The Miserable Life of Trump's Chump
Sean Spicer, Trump press secretary, has been accused of lying to the media by repeating false claims by his boss about the size of the crowd at the presidential inauguration. When reporters nailed him with the facts, he accused them of being dishonest. A few days later Spicer repeated an unsubstantiated claim that “studies” had confirmed rampant voter fraud in the recent election. No such studies were found and several members of Congress raised questions about the moral standards in the White House.
It was then that the press secretary began showing signs of self-pity. The New York Times reported in its media section (1/30/17) that Spicer insisted that the White House be given the same leeway afforded news organizations when they make editorial or reporting errors. “I don’t know how many corrections are in the New York Times any given day. But I don’t wake up every day and go, ‘OK, you’re all liars.’”
A glance at the corrections published in the January 28th edition of the Times is instructive:
In the obituary of television star Mary Tyler Moore, the last name of actor Gavin MacLeod was incorrectly spelled McLeod. Ms. Moore’s 1980 Tony Award was a special commendation and was not given in a competitive acting category. The writer used an outdated reference to the location of Ms. Moore’s home.
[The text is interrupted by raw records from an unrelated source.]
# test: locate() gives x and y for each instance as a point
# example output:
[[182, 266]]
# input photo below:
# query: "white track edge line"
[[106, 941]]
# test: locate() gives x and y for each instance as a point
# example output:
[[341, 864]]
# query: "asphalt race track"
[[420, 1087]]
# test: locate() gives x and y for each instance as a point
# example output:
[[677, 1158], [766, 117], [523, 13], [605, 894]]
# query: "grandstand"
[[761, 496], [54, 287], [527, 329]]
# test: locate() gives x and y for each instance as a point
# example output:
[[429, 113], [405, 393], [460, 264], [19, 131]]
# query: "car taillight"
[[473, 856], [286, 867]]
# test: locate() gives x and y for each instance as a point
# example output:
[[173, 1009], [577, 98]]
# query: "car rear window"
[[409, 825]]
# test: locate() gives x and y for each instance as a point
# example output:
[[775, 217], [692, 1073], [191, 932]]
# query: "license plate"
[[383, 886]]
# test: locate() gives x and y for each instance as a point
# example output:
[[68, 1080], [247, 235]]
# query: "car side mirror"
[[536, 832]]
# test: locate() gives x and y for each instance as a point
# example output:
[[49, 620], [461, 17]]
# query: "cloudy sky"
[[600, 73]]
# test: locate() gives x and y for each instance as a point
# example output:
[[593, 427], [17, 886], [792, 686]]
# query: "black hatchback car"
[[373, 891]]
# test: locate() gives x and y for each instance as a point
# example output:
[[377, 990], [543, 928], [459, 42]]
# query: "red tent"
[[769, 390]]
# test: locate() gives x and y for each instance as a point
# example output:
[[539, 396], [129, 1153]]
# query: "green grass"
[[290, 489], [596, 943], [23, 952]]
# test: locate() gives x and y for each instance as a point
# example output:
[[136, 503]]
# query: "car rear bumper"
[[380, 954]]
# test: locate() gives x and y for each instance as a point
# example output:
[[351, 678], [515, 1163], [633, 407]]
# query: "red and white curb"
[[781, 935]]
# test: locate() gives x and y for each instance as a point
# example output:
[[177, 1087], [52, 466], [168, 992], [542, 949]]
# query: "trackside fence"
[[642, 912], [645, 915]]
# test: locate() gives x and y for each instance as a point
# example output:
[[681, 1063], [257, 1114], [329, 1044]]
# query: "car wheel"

The name of a prominent Korean businessman was misspelled in early editions in a story about government corruption in that country.
An article on Academy Award nominees misreported the production budget of one of the films. It should have been $1.5 million instead of $5 million
The name of a pop music organization mentioned in weekend entertainment listings was given as the Country Music Awards when it should have been the Country Music Association Awards.
Who would have thought that the New York Times was awash in such dishonesty?